Participants in the LGBTQ+ Intergenerational Dialogue Project meet in person at the Center on Addison at Center on Halsted every other week to share stories, perspectives on topics we find important to LGBTQ+ culture and history, and hopes for the future. Each meeting involves a shared “family meal” that allows participants to have a hot meal and develop community through informal conversations across a dining table. During the 2020-2022 cycles, much of our work migrated to Zoom where participants continued to meet, work on group and individual projects inspired by our meetings, and help one another navigate the uncertain early time of the COVID19 pandemic.

A Note on our Website Name & Acronym

Our project originally began as the Queer Intergenerational Dialogue Project, which provoked an important conversation during our very first dialogue. During that initial meeting an elder raised their concern and dislike of the term queer, providing a brief history of how that word has been used against them since the 1950s. Following this elder’s reflection and concern, a student participant shared that understanding that history is important, but for them queer is the word that they use and most identify with. Yet, rather than finding ourselves at an impasse the discussion unfolded to explore these complexities and the importance of using terms with specificity. From this initial dialogue, we changed our name to the LGBTQ+ Intergenerational Dialogue Project which allowed the range of identities (and identifiers) to be made manifest while recognizing the acronym is never settled. This reality shows that the LGBTQ+ community is ever expanding and changing. We continue to use LGBTQ+ to maintain some legibility as the project continues and grows.

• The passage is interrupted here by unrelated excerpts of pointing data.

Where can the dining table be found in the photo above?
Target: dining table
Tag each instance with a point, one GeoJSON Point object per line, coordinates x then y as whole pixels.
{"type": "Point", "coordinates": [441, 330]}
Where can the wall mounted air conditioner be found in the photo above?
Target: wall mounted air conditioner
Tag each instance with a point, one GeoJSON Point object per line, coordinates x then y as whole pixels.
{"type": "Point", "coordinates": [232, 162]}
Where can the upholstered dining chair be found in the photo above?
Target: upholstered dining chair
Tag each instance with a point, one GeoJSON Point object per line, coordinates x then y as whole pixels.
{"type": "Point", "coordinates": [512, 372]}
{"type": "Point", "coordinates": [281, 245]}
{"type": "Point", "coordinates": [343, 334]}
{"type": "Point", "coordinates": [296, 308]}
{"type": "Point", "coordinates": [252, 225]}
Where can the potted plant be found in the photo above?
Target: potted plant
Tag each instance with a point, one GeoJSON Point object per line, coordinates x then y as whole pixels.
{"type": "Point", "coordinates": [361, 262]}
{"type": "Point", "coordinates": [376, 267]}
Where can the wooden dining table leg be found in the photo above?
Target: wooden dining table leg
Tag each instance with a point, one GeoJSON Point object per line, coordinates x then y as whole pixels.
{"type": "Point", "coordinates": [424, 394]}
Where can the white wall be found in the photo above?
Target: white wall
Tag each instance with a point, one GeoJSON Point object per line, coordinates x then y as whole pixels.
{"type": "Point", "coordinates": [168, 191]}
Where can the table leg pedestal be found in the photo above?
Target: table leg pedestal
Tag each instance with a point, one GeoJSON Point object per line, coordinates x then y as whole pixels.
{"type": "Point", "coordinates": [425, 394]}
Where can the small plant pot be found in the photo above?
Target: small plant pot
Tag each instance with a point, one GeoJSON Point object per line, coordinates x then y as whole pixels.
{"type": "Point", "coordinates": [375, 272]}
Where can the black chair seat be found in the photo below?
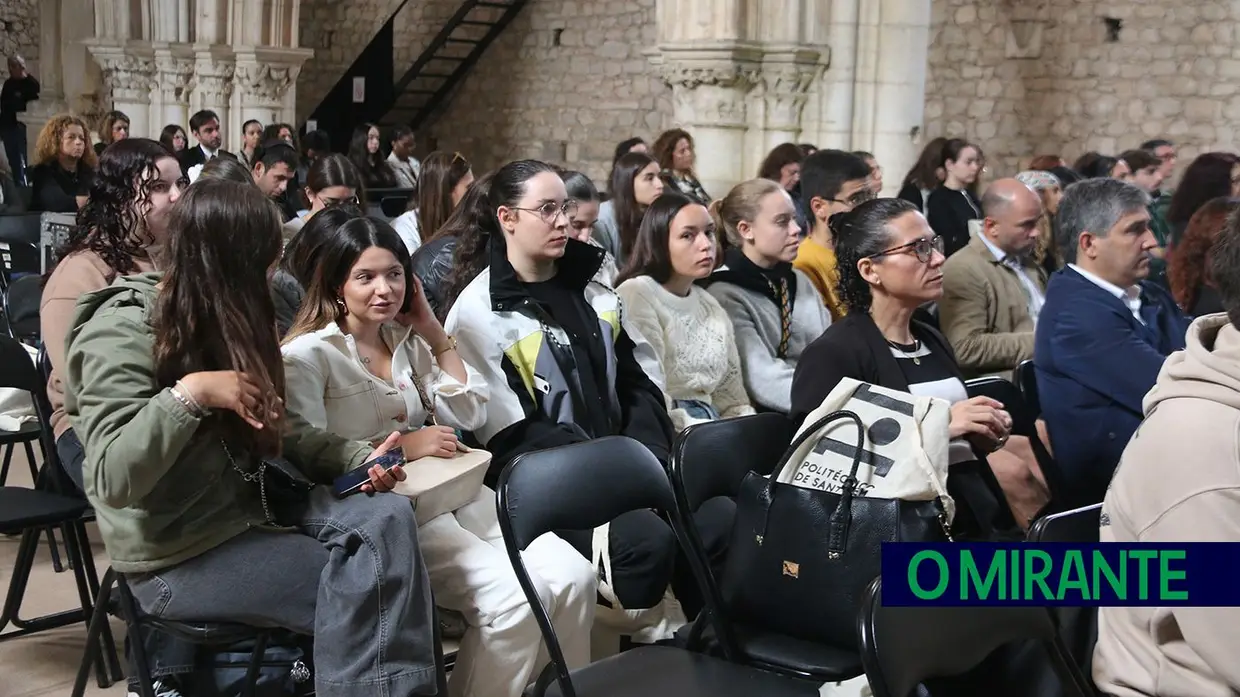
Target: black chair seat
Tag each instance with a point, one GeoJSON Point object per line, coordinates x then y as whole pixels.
{"type": "Point", "coordinates": [26, 433]}
{"type": "Point", "coordinates": [22, 509]}
{"type": "Point", "coordinates": [780, 651]}
{"type": "Point", "coordinates": [657, 671]}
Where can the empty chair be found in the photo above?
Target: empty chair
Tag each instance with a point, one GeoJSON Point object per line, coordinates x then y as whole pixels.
{"type": "Point", "coordinates": [903, 648]}
{"type": "Point", "coordinates": [582, 486]}
{"type": "Point", "coordinates": [709, 460]}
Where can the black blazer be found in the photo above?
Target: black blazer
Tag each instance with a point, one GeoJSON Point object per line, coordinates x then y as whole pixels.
{"type": "Point", "coordinates": [194, 156]}
{"type": "Point", "coordinates": [853, 347]}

Our project website that you are currently reading also emerged through an early dialogue during the first year. Recognizing the limits of putting a long acronym in the website URL and earlier conversations around using the broad concept “queer,” an important discussion emerged around thinking through what it is the project is seeking to explore and enact. It was in that conversation – back and forth between participants – that the title “generation liberation” came to fruition. This title points to the ways each generation seeks liberation that builds on previous generations. However, because generations are often not in dialogue with one another, those lessons can be lost. The LGBTQ+ Intergenerational Dialogue Project is but one small attempt to create bridges and connections within and between LGBTQ+ generations so lessons and knowledges can be transmitted and shared back and forth. We hope this work inspires other projects like ours, which itself has been inspired by other projects looking to connect generations (LGBTQ+ or not).